Injecting the p40 antibody into the abdominal cavity of mice with the mouse model of Alzheimer's disease reduced amyloid beta deposits in the brain by 31%. However, the effects varied between the different mice.

If the antibody was pumped directly into the brains of older Alzheimer's model mice, they performed similarly to normal mice in the maze test and recognition of new objects test.

The antibody did not appear to have reduced the existing plaques in these mice, but they had less soluble amyloid beta circulating in their brains.

The researchers found that the level of p40 in the fluid surrounding the brain and spine of subjects with Alzheimer's disease and those without the disease (both in mice and humans) was related to their cognitive performance.

People who had higher levels of p40 had lower cognitive performance.

How did the researchers interpret the results?

The researchers concluded that their results show evidence that the the immune system plays a role in the development of Alzheimer's disease.

They say that it is not clear if the immune system contributes towards causing the disease, but it can influence disease progression.

The researchers also say that p40 antibodies are an ideal candidate for clinical trials, as they have already been tested in psoriasis and are approved in the US.

They suggest that initial prevention or treatment trials could be carried out in people with mild cognitive impairment or Alzheimer's disease that is not yet causing symptoms.

Conclusion

The current study identifies that the immune system proteins IL-12 and IL-23 potentially play a role in Alzheimer's disease.

It also suggests that blocking these proteins with antibodies against a common component called p40 could reduce the formation of amyloid beta plaque. This in turn reversed some of the behavioural problems associated with these plaques, as seen in a mouse model of Alzheimer's disease.

As the current study was in mice, the results may not apply to humans. The researchers did a small assessment in humans which did support the possibility that the findings may apply (specifically a possible role of p40), but more research will be needed to confirm this.

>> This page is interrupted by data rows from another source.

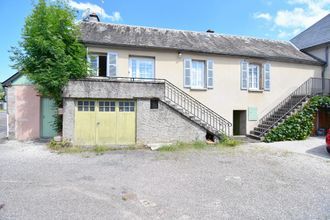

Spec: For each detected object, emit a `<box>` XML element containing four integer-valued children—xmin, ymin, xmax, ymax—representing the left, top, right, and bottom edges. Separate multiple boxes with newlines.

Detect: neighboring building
<box><xmin>2</xmin><ymin>72</ymin><xmax>56</xmax><ymax>141</ymax></box>
<box><xmin>3</xmin><ymin>15</ymin><xmax>330</xmax><ymax>145</ymax></box>
<box><xmin>291</xmin><ymin>14</ymin><xmax>330</xmax><ymax>134</ymax></box>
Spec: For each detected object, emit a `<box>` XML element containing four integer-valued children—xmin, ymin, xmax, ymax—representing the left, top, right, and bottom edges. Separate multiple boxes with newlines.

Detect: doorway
<box><xmin>233</xmin><ymin>110</ymin><xmax>246</xmax><ymax>135</ymax></box>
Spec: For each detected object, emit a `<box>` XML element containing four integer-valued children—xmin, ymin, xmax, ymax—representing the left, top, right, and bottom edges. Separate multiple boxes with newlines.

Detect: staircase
<box><xmin>161</xmin><ymin>79</ymin><xmax>232</xmax><ymax>138</ymax></box>
<box><xmin>248</xmin><ymin>78</ymin><xmax>330</xmax><ymax>140</ymax></box>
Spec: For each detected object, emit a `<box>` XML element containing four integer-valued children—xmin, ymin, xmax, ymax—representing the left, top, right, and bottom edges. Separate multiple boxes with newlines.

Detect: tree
<box><xmin>11</xmin><ymin>0</ymin><xmax>88</xmax><ymax>131</ymax></box>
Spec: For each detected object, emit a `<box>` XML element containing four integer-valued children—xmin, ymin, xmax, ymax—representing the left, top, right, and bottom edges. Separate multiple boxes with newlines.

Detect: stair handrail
<box><xmin>258</xmin><ymin>77</ymin><xmax>322</xmax><ymax>137</ymax></box>
<box><xmin>164</xmin><ymin>79</ymin><xmax>232</xmax><ymax>135</ymax></box>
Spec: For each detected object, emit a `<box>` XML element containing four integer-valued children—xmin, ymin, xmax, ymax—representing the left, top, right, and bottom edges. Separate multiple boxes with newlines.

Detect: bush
<box><xmin>219</xmin><ymin>136</ymin><xmax>241</xmax><ymax>147</ymax></box>
<box><xmin>264</xmin><ymin>96</ymin><xmax>330</xmax><ymax>142</ymax></box>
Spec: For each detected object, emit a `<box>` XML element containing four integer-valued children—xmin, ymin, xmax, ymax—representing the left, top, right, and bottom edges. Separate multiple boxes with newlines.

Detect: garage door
<box><xmin>75</xmin><ymin>100</ymin><xmax>136</xmax><ymax>145</ymax></box>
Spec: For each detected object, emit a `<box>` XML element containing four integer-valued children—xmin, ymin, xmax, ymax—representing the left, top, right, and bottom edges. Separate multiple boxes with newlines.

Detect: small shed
<box><xmin>2</xmin><ymin>72</ymin><xmax>57</xmax><ymax>141</ymax></box>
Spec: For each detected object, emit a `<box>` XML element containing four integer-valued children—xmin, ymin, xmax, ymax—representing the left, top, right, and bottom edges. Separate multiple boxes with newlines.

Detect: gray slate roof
<box><xmin>80</xmin><ymin>22</ymin><xmax>320</xmax><ymax>65</ymax></box>
<box><xmin>291</xmin><ymin>14</ymin><xmax>330</xmax><ymax>50</ymax></box>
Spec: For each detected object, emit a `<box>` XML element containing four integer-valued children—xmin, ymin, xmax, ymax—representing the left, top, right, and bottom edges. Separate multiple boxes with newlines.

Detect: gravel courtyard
<box><xmin>0</xmin><ymin>141</ymin><xmax>330</xmax><ymax>220</ymax></box>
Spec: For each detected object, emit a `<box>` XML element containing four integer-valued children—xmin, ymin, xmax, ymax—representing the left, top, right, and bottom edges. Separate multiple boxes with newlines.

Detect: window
<box><xmin>88</xmin><ymin>54</ymin><xmax>107</xmax><ymax>76</ymax></box>
<box><xmin>183</xmin><ymin>59</ymin><xmax>214</xmax><ymax>89</ymax></box>
<box><xmin>241</xmin><ymin>60</ymin><xmax>271</xmax><ymax>91</ymax></box>
<box><xmin>78</xmin><ymin>101</ymin><xmax>95</xmax><ymax>112</ymax></box>
<box><xmin>107</xmin><ymin>52</ymin><xmax>118</xmax><ymax>77</ymax></box>
<box><xmin>150</xmin><ymin>99</ymin><xmax>158</xmax><ymax>109</ymax></box>
<box><xmin>191</xmin><ymin>60</ymin><xmax>205</xmax><ymax>89</ymax></box>
<box><xmin>99</xmin><ymin>101</ymin><xmax>116</xmax><ymax>112</ymax></box>
<box><xmin>129</xmin><ymin>57</ymin><xmax>155</xmax><ymax>79</ymax></box>
<box><xmin>119</xmin><ymin>101</ymin><xmax>135</xmax><ymax>112</ymax></box>
<box><xmin>249</xmin><ymin>64</ymin><xmax>260</xmax><ymax>90</ymax></box>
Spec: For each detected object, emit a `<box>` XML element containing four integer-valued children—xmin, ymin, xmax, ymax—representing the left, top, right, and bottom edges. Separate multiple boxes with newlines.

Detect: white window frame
<box><xmin>247</xmin><ymin>64</ymin><xmax>260</xmax><ymax>91</ymax></box>
<box><xmin>129</xmin><ymin>56</ymin><xmax>156</xmax><ymax>79</ymax></box>
<box><xmin>106</xmin><ymin>52</ymin><xmax>118</xmax><ymax>77</ymax></box>
<box><xmin>263</xmin><ymin>63</ymin><xmax>271</xmax><ymax>91</ymax></box>
<box><xmin>87</xmin><ymin>53</ymin><xmax>100</xmax><ymax>76</ymax></box>
<box><xmin>190</xmin><ymin>60</ymin><xmax>207</xmax><ymax>89</ymax></box>
<box><xmin>206</xmin><ymin>60</ymin><xmax>214</xmax><ymax>89</ymax></box>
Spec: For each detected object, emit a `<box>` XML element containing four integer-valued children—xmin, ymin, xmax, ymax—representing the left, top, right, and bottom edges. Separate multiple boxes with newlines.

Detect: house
<box><xmin>3</xmin><ymin>14</ymin><xmax>328</xmax><ymax>145</ymax></box>
<box><xmin>63</xmin><ymin>13</ymin><xmax>323</xmax><ymax>144</ymax></box>
<box><xmin>2</xmin><ymin>72</ymin><xmax>56</xmax><ymax>141</ymax></box>
<box><xmin>291</xmin><ymin>14</ymin><xmax>330</xmax><ymax>134</ymax></box>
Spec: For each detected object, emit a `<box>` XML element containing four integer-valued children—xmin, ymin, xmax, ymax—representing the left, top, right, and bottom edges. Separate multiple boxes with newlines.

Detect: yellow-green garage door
<box><xmin>75</xmin><ymin>100</ymin><xmax>136</xmax><ymax>145</ymax></box>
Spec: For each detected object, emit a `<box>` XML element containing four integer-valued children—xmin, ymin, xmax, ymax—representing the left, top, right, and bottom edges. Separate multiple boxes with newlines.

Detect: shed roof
<box><xmin>291</xmin><ymin>14</ymin><xmax>330</xmax><ymax>50</ymax></box>
<box><xmin>1</xmin><ymin>72</ymin><xmax>22</xmax><ymax>87</ymax></box>
<box><xmin>80</xmin><ymin>22</ymin><xmax>321</xmax><ymax>65</ymax></box>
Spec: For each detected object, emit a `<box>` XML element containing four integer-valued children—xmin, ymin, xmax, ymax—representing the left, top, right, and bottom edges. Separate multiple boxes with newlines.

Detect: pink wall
<box><xmin>15</xmin><ymin>85</ymin><xmax>40</xmax><ymax>141</ymax></box>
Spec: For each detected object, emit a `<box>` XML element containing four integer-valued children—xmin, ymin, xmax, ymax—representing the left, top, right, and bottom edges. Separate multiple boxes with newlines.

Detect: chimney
<box><xmin>86</xmin><ymin>13</ymin><xmax>100</xmax><ymax>22</ymax></box>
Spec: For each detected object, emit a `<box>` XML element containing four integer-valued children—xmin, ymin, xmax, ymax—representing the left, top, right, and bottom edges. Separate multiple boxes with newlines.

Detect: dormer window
<box><xmin>88</xmin><ymin>54</ymin><xmax>107</xmax><ymax>76</ymax></box>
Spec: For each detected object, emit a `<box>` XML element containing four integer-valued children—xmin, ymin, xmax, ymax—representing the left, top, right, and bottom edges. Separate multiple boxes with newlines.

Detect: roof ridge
<box><xmin>82</xmin><ymin>21</ymin><xmax>292</xmax><ymax>45</ymax></box>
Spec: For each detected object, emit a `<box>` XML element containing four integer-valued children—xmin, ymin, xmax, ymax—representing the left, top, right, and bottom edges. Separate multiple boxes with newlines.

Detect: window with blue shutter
<box><xmin>107</xmin><ymin>52</ymin><xmax>118</xmax><ymax>77</ymax></box>
<box><xmin>263</xmin><ymin>63</ymin><xmax>271</xmax><ymax>91</ymax></box>
<box><xmin>206</xmin><ymin>60</ymin><xmax>213</xmax><ymax>88</ymax></box>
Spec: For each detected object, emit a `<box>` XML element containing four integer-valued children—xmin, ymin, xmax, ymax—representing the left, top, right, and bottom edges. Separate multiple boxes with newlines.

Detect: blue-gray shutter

As the authors note, antibodies against p40 have been used in humans to treat psoriasis. NICE already recommends a treatment containing an antibody against p40 (ustekinumab) for the treatment of severe psoriasis that has not responded to standard therapy.

Since some safety data for this drug in humans already exists, it may mean that human trials testing the treatment in Alzheimer's disease could occur sooner than if the drug had never been tried in humans.

However, it is likely that these are still a way off, with more animal research needed first to support the possible effectiveness of the treatment.